RuBarb Productions Presents SOUVENIR
A Unique Phenomenon; An Extraordinary Experience
Submitted by Douglas Hallman
Evie Koop Sawatzky as Florence Foster Jenkins, photo by Mandy Higgins (left); Ron de Jager as Cosme McMoon with Evie, photo by Douglas Hallman (right).
“Congratulations Evie! You pulled it off! They say one must have a great talent to do what you did. I believe this is true; and I was so pleased that, in a surprise twist in the plot, you were able to display your true gifts before the night was over. But for the show, your impersonation of American socialite and amateur operatic soprano Florence Foster Jenkins was truly masterful. Audience excitement and the enthusiastic standing ovation for you and your co-star indicate that others shared my convictions.”

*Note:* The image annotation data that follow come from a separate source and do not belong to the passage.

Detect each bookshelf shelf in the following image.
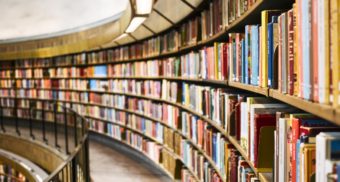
[228,136,271,175]
[228,81,268,96]
[0,0,332,181]
[269,89,340,124]
[86,104,225,181]
[90,130,175,181]
[259,173,273,182]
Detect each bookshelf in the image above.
[0,0,340,181]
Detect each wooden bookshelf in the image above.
[228,136,258,174]
[0,0,330,181]
[90,130,175,181]
[228,81,269,96]
[86,104,227,181]
[269,89,340,124]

For those who know it, the story is well-known. An aspiring New York pianist by the name of Cosmé McMoon (Ron de Jager) was in need of money. To alleviate his poverty, he accepted an invitation to accompany Mrs. J (Evie Koop Sawatzky) for her annual contribution to the musical association known as “The Verdi Club”. The fall program was to be held in the ball room of the Ritz-Carlton Hotel. In the opening scene of the Mae Wilson production, the two took a run at a score.

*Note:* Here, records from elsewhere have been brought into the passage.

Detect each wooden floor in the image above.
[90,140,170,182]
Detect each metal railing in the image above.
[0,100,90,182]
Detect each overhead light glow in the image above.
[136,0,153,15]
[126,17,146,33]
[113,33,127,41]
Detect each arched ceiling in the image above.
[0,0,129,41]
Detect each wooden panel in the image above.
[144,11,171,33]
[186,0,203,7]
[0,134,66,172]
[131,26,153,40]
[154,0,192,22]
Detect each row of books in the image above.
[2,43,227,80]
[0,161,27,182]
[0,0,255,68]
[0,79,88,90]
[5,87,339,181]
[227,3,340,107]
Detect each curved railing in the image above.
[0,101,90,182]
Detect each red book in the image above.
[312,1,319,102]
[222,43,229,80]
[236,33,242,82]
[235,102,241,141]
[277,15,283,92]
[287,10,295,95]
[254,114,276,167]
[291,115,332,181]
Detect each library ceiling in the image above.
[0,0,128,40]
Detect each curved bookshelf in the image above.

In that moment, Cosmé and the audience alike were instantaneously shocked beyond measure. It turned out that Florence Foster Jenkins was incredibly challenged when it came to rhythm, pitch and tone. To put it bluntly, she had an excruciating voice and she was tone deaf. Jenkins was also aberrant when it came to pronunciation, in conversation and in song; especially in foreign languages.
Then there were the histrionics. She was inclined to imitate the images in the words she sang, and to dance during song introductions and between the verses. For the prelude to the Spanish song Clavelitos, she ‘performed’ a Spanish step in the style of a fandango. The icing on the cake was the constant costume changes, always with the intention of reflecting what she sang. Her favorite outfit was the angel’s wings she dawned for her rendition of Ave Maria.
But this is the surprising thing. The Mae Wilson audience was caught up in the manner of Jenkin’s 1940 audiences. They could not get enough. They had to see what she would do next. In her day, Jenkins became the most talked about act in the city. When she was invited to sing at Carnegie Hall in October of 1944, it was a full house, and thousands had to be turned away.
The 2005 Stephen Temperley script lets us know how Mrs. J was able to acknowledge audience reactions as encouragement. It seems the people who heard her went to great lengths to spare the singer’s feelings. When there was an excruciating discord and the consequent uncontrollable wave of merriment, the thundering applause served to cover the laughter. It was an unwritten rule that in the event of an uncontrollable reaction by one person here or another there, it was taken outside.
Evie Koop Sawatzky and Ron de Jager have brought their “A” game to Temperley’s striking and tender play. Koop Sawatzky also directed the play with Assistant Director Andre Harden. Whether you are familiar with the Jenkins story or not, the Mae Wilson performance invites you to witness a phenomenon, an experience that is truly “one of a kind”. It is a “feel with” rather than a “laugh at” ambiance with actors and audience as quintessentially themselves.